Public bug reported:
Binary package hint: scponly-full
The package scponly-full that allows chrooted scponly access appears to
be broken on Lucid server.
Versions
$ lsb_release -rd
Description: Ubuntu 10.04.1 LTS
Release: 10.04
$ apt-cache policy scponly-full
scponly-full:
Installed: 4.8-4
Candidate: 4.8-4
Version table:
*** 4.8-4 0
500 http://archive.ubuntu.com/ubuntu/ lucid/universe Packages
100 /var/lib/dpkg/status
Steps To Reproduce
1) Download ubuntu-10.04-server-amd64.iso
2) Install vanilla installation using VM Workstation hands off
installation / manual process
3) Log in and update to latest patches (sudo aptitude update ; sudo
aptitude upgrade)
4) Install scponly-full package (sudo aptitude install scponly-full)
5) Set package up:
cd /usr/share/doc/scponly-full/setup_chroot
sudo gunzip setup_chroot.sh.gz
sudo chmod +x setup_chroot.sh
6) Create chrooted scp user:
sudo ./setup_chroot.sh
and select default options (username = "scponly", path="/home/scponly",
incoming directory="incoming" ie just hit return each time)
set a password
7) Attempt to scp a file into the newly created chrooted scponly user's
incoming directory:
scp testfile scpo...@vmaddress:/incoming
receive this error:
$ scp testfile scpo...@192.168.0.238:/incoming
scpo...@192.168.0.238's password:
unknown user 1001
lost connection
The above steps work as expected on Karmic with the latest patches if
you build from the lucid source package:
sudo vi /etc/apt/sources
# Lucid sources for scponly-full
deb-src http://archive.ubuntu.com/ubuntu lucid main restricted universe
multiverse
sudo aptitude update
sudo apt-get build-dep scponly-full
sudo apt-get -b source -t lucid scponly-full
sudo aptitude purge scponly
sudo rm -rf /usr/share/doc/scponly
sudo dpkg -i scponly-full_4.8-4_amd64.deb
sudo dpkg-reconfigure -plow scponly-full
cd /usr/share/doc/scponly-full/setup_chroot
sudo gunzip setup_chroot.sh.gz
sudo chmod +x setup_chroot.sh
sudo ./setup_chroot.sh
Supporting Detail
Repeating step 7 whilst tailing /var/log/auth.log:
Oct 29 06:56:10 ubuntu sshd[23082]: Accepted password for scponly from
192.168.0.144 port 38968 ssh2
Oct 29 06:56:10 ubuntu sshd[23082]: pam_unix(sshd:session): session opened for
user scponly by (uid=0)
Oct 29 06:56:10 ubuntu scponly[23098]: running: /usr/bin/scp -t /incomin
(username: scponly(1001), IP/port: 192.168.0.144 38968 22)

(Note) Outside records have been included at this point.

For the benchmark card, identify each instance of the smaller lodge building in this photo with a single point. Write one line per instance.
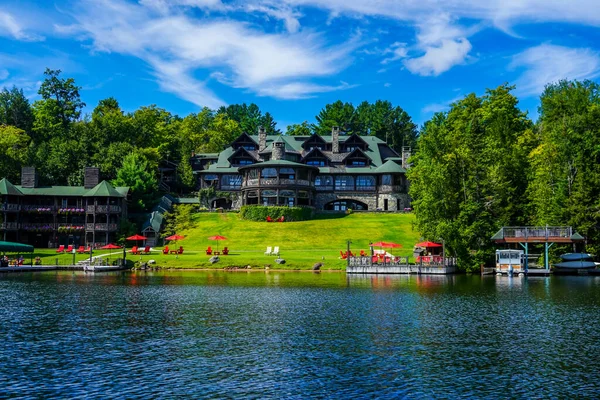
(336, 172)
(48, 216)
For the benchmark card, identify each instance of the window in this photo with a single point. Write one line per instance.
(287, 173)
(324, 180)
(231, 181)
(268, 173)
(315, 162)
(344, 182)
(365, 182)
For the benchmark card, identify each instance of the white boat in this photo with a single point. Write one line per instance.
(104, 268)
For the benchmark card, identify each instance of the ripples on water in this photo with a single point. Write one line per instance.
(298, 335)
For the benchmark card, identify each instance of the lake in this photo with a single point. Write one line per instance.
(297, 335)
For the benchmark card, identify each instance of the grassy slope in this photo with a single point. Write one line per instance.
(301, 244)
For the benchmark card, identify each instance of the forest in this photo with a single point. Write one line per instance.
(479, 166)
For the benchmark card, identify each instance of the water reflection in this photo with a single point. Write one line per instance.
(288, 334)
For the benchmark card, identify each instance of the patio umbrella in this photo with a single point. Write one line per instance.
(428, 244)
(217, 238)
(136, 238)
(110, 246)
(175, 237)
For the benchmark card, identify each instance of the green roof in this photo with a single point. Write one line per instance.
(390, 167)
(7, 188)
(104, 189)
(15, 247)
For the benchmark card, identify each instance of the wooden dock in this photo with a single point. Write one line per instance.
(400, 265)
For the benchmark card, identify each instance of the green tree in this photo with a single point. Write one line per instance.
(15, 109)
(13, 151)
(335, 114)
(469, 174)
(565, 183)
(303, 129)
(136, 174)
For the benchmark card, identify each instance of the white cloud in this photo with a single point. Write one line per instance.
(179, 47)
(440, 58)
(548, 64)
(10, 27)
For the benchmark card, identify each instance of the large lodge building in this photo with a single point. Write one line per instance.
(336, 172)
(47, 216)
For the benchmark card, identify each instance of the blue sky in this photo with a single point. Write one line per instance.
(291, 57)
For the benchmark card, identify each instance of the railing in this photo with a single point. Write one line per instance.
(101, 227)
(537, 232)
(9, 226)
(38, 226)
(10, 207)
(324, 187)
(104, 209)
(390, 188)
(37, 208)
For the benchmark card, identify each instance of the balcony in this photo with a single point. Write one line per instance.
(103, 209)
(10, 207)
(9, 226)
(270, 182)
(101, 227)
(390, 188)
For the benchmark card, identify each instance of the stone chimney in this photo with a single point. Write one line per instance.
(29, 177)
(262, 138)
(335, 139)
(91, 177)
(278, 151)
(405, 156)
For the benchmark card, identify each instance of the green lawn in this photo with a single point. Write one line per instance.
(301, 244)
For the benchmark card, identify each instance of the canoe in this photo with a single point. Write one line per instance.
(576, 256)
(581, 264)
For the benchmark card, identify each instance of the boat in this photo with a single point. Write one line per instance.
(576, 256)
(105, 268)
(580, 264)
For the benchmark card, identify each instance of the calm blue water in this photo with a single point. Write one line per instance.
(298, 335)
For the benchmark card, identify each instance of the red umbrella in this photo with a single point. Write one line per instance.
(217, 238)
(110, 246)
(428, 244)
(175, 237)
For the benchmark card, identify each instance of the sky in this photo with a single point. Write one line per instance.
(291, 57)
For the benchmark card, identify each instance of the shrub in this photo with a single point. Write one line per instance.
(260, 213)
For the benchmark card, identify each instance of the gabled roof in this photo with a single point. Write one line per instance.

Oct 29 06:56:10 ubuntu sshd[23097]: Received disconnect from 192.168.0.144: 11:
disconnected by user
Oct 29 06:56:10 ubuntu sshd[23082]: pam_unix(sshd:session): session closed for
user scponly
No errors logged.
8) Tried increasing debug level from 0 to 2 on the server for scponly:
sudo vi /etc/scponly/debuglevel
sudo /etc/init.d/ssh restart
Extra server log ouput:
sudo tail -f /var/log/auth.log
Oct 29 07:06:16 ubuntu sshd[1392]: Accepted password for scponly from
192.168.0.144 port 53769 ssh2
Oct 29 07:06:16 ubuntu sshd[1392]: pam_unix(sshd:session): session opened for
user scponly by (uid=0)
Oct 29 07:06:16 ubuntu scponly[1408]: chrooted binary in place, will chroot()
Oct 29 07:06:16 ubuntu scponly[1408]: 3 arguments in total.
Oct 29 07:06:16 ubuntu scponly[1408]: #011arg 0 is scponlyc
Oct 29 07:06:16 ubuntu scponly[1408]: #011arg 1 is -c
Oct 29 07:06:16 ubuntu scponly[1408]: #011arg 2 is scp -t /incoming
Oct 29 07:06:16 ubuntu scponly[1408]: opened log at LOG_AUTHPRIV, opts
0x00000029
Oct 29 07:06:16 ubuntu scponly[1408]: determined USER is "scponly" from
environment
Oct 29 07:06:16 ubuntu scponly[1408]: retrieved home directory of
"/home/scponly" for user "scponly"
Oct 29 07:06:16 ubuntu scponly[1408]: chrooting to dir: "/home/scponly"
Oct 29 07:06:16 ubuntu scponly[1408]: chdiring to dir: "/"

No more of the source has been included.